The sensitivity of solitary preoperative imaging of PC patients, whether by US, CT or MIBI, is approximately 80%. Combinations of CT with MIBI and US increase the sensitivity to 95% or better. Combined preoperative imaging of patients with clinical possibility of PC is therefore recommended.

摘要

介绍

我们的目的是研究本机构内现有影像学方法对甲状旁腺癌(PC)的准确性,并确定哪种影像学方法或其组合在术前确定精确肿瘤位置方面最佳。

方法

在我们的机构中,对 2000 年至 2015 年间接受过以下至少一种术前检查的所有手术治疗的 PC 患者进行研究:颈部超声(US)、颈部 4D 计算机断层扫描(4DCT)和 99mTc Sestamibi SPECT/CT(MIBI)。
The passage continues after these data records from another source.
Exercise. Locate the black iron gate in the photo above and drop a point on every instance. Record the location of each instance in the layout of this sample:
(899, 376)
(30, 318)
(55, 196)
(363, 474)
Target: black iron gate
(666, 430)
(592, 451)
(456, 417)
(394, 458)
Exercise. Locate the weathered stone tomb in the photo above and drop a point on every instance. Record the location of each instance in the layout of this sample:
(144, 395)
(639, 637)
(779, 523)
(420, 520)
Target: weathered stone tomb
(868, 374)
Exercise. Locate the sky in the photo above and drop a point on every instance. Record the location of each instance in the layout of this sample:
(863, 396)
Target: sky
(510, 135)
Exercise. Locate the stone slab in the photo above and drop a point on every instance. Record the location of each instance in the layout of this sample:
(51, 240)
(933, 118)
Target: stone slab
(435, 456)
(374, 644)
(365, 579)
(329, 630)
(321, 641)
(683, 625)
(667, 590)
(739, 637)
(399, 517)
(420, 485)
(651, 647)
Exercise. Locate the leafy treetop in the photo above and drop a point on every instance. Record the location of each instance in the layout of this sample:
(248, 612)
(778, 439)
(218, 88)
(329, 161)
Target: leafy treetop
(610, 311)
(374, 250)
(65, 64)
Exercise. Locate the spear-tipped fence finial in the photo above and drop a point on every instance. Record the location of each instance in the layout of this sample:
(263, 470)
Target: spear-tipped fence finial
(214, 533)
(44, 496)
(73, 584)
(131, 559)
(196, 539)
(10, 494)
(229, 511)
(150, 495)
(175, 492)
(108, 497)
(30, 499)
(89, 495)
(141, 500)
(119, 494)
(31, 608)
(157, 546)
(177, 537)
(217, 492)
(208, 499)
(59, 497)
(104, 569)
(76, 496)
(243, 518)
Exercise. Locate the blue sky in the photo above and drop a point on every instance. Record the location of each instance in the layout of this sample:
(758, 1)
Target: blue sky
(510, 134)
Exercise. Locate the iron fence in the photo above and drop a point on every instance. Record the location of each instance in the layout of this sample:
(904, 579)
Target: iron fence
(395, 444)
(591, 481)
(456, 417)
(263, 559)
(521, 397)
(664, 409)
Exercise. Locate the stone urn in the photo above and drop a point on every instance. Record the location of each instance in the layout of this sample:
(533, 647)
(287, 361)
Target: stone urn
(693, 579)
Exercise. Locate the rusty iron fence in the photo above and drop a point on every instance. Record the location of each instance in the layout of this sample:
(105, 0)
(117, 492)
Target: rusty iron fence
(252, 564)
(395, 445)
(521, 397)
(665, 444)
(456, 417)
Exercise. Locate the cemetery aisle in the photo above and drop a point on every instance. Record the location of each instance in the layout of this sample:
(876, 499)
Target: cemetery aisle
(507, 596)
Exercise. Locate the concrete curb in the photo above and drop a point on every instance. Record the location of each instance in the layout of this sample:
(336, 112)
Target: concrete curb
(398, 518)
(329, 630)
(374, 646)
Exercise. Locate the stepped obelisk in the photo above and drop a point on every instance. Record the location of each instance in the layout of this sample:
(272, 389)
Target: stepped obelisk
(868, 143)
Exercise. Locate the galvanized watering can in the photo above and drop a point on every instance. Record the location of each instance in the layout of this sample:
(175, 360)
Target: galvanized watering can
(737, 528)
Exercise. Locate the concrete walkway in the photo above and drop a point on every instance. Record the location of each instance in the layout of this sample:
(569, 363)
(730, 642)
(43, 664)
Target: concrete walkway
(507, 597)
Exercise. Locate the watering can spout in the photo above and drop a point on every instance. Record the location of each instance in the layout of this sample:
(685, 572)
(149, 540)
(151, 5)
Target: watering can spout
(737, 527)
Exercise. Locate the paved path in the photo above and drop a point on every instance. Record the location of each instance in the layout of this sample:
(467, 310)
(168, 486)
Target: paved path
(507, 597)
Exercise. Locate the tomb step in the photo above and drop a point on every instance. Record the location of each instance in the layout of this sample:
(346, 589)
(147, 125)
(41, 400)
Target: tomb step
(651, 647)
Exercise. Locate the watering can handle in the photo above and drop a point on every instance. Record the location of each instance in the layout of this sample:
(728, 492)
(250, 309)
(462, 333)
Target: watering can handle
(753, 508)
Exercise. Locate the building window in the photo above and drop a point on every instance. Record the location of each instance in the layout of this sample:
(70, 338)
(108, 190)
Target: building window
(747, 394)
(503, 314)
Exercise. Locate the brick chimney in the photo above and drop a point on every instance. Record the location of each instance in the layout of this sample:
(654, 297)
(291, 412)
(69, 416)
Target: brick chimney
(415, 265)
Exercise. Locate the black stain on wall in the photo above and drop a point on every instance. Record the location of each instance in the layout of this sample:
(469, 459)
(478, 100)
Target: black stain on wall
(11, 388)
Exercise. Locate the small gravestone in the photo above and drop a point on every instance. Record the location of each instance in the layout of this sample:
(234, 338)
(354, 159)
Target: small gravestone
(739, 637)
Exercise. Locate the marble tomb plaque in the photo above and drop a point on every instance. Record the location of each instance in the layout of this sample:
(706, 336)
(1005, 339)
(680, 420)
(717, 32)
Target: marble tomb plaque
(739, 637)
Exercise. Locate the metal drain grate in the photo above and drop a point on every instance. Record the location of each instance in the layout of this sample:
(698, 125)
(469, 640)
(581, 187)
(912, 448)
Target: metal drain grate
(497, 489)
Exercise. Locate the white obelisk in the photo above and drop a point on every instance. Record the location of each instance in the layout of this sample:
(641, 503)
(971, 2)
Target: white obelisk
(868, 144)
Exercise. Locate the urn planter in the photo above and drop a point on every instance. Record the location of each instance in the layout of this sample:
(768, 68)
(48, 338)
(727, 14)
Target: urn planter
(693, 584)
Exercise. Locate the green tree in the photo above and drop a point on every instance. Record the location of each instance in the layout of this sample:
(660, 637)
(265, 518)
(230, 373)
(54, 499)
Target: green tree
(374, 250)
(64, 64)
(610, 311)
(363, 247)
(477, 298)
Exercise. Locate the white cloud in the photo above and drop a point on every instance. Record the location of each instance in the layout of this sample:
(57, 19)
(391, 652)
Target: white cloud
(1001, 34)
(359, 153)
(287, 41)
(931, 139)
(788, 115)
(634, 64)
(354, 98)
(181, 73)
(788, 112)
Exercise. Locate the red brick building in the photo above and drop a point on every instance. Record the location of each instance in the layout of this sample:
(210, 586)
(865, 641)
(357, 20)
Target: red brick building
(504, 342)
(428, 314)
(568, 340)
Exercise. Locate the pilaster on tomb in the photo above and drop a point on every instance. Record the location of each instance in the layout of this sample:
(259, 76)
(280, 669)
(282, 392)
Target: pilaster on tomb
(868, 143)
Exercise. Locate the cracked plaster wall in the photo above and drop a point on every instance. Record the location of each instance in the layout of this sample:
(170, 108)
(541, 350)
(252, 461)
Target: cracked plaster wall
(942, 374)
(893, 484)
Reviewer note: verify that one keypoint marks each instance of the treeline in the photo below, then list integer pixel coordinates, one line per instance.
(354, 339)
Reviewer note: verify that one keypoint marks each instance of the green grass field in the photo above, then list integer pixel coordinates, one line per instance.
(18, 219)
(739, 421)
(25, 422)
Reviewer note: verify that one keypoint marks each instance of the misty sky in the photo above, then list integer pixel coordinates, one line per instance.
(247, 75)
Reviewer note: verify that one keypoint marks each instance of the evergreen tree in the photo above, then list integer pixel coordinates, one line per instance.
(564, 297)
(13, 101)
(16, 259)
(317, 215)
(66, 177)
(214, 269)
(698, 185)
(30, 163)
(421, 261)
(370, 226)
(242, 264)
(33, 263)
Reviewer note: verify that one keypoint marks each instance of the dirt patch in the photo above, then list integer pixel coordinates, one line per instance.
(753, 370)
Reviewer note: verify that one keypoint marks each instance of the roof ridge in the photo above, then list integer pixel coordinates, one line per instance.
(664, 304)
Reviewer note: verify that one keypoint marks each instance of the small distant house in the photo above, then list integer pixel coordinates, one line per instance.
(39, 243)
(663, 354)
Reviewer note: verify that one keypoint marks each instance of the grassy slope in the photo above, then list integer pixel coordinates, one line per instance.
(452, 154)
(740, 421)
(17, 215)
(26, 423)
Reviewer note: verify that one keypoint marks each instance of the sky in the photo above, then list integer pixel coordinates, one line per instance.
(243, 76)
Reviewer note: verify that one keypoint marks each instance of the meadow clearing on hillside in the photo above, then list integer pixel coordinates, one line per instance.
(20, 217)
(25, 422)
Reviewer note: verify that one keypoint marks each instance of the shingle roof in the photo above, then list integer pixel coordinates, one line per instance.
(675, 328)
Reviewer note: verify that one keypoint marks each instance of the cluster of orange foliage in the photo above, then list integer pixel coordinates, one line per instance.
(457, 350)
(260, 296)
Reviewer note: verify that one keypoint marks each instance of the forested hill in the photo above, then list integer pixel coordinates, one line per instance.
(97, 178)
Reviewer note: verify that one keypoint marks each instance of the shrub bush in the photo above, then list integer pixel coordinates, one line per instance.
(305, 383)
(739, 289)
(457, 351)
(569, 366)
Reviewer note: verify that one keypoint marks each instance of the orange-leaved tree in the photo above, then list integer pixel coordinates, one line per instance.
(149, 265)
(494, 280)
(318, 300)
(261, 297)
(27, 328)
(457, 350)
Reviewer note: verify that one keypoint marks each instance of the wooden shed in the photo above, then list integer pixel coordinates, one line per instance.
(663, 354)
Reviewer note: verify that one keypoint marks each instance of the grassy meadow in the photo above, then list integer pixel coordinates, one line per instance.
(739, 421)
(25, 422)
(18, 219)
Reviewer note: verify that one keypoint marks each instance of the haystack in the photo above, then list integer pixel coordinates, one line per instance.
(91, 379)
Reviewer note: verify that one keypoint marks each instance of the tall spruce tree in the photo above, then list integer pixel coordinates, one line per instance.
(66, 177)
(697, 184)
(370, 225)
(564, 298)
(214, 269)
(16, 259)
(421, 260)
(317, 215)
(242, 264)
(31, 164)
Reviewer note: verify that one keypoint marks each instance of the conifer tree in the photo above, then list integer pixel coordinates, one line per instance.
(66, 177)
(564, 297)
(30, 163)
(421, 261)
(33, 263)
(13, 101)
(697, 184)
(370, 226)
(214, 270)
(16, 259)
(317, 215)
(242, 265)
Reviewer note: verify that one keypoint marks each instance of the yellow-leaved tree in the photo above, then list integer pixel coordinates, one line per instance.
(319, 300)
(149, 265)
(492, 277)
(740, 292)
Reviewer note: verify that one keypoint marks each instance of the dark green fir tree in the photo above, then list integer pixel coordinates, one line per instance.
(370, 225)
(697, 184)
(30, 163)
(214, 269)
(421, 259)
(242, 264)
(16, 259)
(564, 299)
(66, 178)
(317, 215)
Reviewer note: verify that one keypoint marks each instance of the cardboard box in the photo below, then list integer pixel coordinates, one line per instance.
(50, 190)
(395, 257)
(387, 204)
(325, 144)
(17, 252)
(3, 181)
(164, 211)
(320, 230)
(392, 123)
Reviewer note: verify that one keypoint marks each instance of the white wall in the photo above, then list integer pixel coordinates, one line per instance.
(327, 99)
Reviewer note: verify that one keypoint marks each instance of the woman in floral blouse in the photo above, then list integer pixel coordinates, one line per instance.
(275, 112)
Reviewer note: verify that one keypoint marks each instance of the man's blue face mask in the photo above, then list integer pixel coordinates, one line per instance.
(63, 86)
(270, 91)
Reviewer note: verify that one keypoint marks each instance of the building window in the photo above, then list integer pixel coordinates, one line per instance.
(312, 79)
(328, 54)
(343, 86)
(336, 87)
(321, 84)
单独评估和组合评估 PC 肿瘤定位的敏感性、特异性和准确性。

结果

20 名符合纳入标准的患者进行了分析。有 18 例 US、18 例 CT 和 9 例 MIBI 扫描。US 对肿瘤定位的敏感性和准确性分别为 80%(CI 56-94%)和 73%,4DCT 分别为 79%(CI 58-93%)和 82%,MIBI 分别为 81%(CI 54-96%)和 78%。CT 和 MIBI 联合的敏感性和准确性为 94%(CI 73-100%)和 95%,US、CT 和 MIBI 联合的敏感性和准确性为 100%(CI 72-100%)和 100%。11 例患者病变的洗脱率(用从动脉期到早期延迟期的 Hounsfield 单位百分比变化表示)为-9.29%,至晚期延迟期为-16.88%。

结论

单独使用 US、CT 或 MIBI 对 PC 患者进行术前成像的敏感性约为 80%。CT 与 MIBI 和 US 的联合使用可将敏感性提高到 95%或更高。因此,建议对有临床可能的 PC 患者进行联合术前成像。